For Jobs’ Sake, Don’t Raise The Minimum Wage; Repeal Regressive Regulations

Arizona’s labor market is struggling. There are 7.1 percent fewer private sector jobs today than before the Great Recession began six years ago. This loss is almost seven times larger than average for the rest of the country. Wage growth remains meager, contributing to rising income inequality.

The cure President Obama and various Arizonan policymakers propose for this labor market malaise is raising the minimum wage. But this prescription risks slowing Arizona’s already-weak labor market, disproportionately hurting its youth, and—ironically—increasing income inequality.

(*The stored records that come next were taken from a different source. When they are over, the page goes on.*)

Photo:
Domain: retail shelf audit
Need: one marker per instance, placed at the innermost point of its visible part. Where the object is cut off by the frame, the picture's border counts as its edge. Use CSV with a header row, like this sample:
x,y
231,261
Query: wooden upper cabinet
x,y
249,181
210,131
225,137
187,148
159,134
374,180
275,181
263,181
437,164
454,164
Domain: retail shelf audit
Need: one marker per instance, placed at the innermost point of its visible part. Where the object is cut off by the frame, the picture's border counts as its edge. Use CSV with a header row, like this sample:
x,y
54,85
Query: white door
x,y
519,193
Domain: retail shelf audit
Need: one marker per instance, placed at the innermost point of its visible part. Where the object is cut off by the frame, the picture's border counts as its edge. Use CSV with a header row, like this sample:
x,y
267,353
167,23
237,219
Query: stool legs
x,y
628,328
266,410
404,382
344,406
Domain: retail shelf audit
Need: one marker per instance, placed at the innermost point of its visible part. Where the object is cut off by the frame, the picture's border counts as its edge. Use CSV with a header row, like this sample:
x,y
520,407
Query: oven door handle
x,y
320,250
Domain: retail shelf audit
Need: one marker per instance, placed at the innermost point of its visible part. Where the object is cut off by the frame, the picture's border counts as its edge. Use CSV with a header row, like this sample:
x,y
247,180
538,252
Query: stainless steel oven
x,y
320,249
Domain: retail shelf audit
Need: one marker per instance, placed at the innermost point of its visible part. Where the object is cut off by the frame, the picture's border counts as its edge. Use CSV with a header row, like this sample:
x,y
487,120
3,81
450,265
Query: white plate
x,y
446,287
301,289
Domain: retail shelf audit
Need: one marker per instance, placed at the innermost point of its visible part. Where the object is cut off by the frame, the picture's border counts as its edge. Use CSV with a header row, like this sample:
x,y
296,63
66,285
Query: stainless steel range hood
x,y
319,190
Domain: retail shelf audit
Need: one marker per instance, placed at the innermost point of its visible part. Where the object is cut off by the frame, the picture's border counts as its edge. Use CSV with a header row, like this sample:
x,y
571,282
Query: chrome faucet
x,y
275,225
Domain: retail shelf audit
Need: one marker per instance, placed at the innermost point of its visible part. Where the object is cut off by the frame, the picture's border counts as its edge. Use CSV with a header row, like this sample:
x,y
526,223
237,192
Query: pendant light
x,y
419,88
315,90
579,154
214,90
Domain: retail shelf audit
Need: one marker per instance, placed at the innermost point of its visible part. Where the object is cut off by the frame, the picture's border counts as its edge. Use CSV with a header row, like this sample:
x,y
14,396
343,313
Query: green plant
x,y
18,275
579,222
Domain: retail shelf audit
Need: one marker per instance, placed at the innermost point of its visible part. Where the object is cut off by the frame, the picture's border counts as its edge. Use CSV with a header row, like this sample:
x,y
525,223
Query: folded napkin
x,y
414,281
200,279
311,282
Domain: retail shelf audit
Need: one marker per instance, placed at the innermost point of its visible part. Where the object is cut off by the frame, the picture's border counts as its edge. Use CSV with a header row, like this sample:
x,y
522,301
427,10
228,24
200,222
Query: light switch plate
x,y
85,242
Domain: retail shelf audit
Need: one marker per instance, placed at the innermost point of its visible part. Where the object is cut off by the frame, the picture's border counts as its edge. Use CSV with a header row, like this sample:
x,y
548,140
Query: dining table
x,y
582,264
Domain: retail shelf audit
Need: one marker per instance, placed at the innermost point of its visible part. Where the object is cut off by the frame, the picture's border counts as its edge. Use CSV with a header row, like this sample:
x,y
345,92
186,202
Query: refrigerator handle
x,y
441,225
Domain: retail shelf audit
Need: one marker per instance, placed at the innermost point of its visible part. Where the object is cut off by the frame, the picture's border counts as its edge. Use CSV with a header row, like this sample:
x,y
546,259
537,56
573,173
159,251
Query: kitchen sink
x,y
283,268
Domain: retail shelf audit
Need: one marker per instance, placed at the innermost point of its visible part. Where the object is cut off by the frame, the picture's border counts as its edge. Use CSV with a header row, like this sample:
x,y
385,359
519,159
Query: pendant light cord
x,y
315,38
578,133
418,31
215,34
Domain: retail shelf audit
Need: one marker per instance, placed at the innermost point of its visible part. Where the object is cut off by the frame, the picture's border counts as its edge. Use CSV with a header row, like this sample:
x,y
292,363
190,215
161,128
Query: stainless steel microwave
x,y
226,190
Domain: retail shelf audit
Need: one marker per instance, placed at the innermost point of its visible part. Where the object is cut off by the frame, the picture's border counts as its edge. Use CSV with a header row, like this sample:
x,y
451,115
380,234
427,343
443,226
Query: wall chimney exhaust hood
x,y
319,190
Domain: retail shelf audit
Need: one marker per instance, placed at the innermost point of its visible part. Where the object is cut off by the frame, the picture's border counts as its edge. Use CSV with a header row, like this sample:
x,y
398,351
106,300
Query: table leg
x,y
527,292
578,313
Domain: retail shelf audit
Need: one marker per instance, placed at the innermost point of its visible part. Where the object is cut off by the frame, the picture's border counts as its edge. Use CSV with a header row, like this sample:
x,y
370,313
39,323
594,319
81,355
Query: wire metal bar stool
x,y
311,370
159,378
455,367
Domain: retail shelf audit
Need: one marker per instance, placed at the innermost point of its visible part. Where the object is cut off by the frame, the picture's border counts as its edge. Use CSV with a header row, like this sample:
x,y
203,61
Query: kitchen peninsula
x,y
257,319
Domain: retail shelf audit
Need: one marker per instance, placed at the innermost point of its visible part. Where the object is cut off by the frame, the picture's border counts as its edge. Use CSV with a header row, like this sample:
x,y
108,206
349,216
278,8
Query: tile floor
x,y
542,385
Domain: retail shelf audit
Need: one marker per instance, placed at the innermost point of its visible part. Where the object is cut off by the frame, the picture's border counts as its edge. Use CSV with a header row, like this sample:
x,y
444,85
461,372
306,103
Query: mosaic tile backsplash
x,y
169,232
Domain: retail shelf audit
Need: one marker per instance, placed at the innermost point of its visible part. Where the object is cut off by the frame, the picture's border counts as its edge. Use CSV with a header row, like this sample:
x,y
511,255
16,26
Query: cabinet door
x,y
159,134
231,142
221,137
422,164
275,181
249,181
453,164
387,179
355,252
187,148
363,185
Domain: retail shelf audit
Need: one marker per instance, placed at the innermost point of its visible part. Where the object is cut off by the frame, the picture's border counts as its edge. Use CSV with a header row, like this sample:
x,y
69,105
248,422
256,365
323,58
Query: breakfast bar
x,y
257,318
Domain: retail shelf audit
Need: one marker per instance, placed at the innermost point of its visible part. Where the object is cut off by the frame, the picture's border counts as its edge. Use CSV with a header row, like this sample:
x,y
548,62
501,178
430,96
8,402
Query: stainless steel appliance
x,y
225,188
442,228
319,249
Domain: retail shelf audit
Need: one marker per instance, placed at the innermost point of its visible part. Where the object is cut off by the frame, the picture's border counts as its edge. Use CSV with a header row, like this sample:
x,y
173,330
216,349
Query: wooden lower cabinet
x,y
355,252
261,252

A significant amount of economic research, including a recent report by the nonpartisan Congressional Budget Office (CBO), finds that raising the minimum wage benefits some workers—but only at the expense of jobs for others. Further, those suffering job loss will be the least-skilled and least-experienced workers. In fact, the CBO report concludes that raising the national minimum wage to $10.10 will lead to the loss of 500,000 jobs.

Simple economics explains the impact of a rising minimum wage: Raising hiring costs for less-skilled workers will force businesses to find substitutes. They may shift employment to higher-skilled workers or replace employees with rapidly advancing technology like automated checkout registers. A minimum wage hike therefore harms the Arizonans who need jobs the most. Since 2007, Arizona raised its minimum wage six times and last year had one of the highest youth unemployment rates in the country at 19.7 percent. In fact, the unemployment rate for those under 25 years old more than doubled over this time period—by far the biggest rise in the country.

In 2013, most workers earning “near-minimum” wage—between $7.80 and $8.80 per hour—were held by Arizonans under 25 years old. A continued rise in the minimum wage—especially a 30 percent rise to $10.10 per hour—puts more of these jobs at risk, threatening to boost already-high youth unemployment.

There is an often-invoked image of thousands of families living in poverty and surviving on a single minimum-wage income. In reality, almost half of Arizona’s near-minimum wage earners reside in households with an annual income of $40,000 or more. Households making over $100,000 annually comprise 15 percent. Two-thirds are single and never married. Further, most working-age people living in poverty didn’t log a single hour of work over the prior year. What they need most is a job.

Granted, there are some people trying to support families on low-income jobs. But by raising the costs of employing them, a higher minimum wage could endanger the job of any low-skilled worker. Fortunately, it is possible to raise wages and increase hiring at the same time. The focus should be on lowering—not raising—the overall cost of hiring. For example, Arizona could reform its occupational licensing regulations, which shield special interests from competition at the expense of job creation.

The Copper State’s occupational licensing regulations are ranked the most onerous and widespread in the country. According to the Institute for Justice, a whopping 64 moderate-income occupations in Arizona (including painting contractors, manicurists, door repair contractors, and cabinet makers) require licenses, costing on average $455 in fees and two years of experience and education. Research finds these restrictions disproportionately harm low-income individuals. They prevent new, job-creating businesses from ever being formed and impede the ability of Arizonans to employ themselves.

Continuing to raise the minimum wage would cost Arizona the jobs it desperately needs and harm many of those who advocates intend to help. Instead, Arizona should reduce its severely stringent occupational licensing restrictions, which keep those who need a job out of work and hold back the state’s recovery.

— Keith Hall is a senior research fellow with the Mercatus Center at George Mason University and formerly the 13th commissioner of the U.S. Bureau of Labor Statistics between 2008 and 2012. Robert Greene is the project coordinator in the Regulatory Studies Program and Financial Markets Working Group at the Mercatus Center at George Mason University.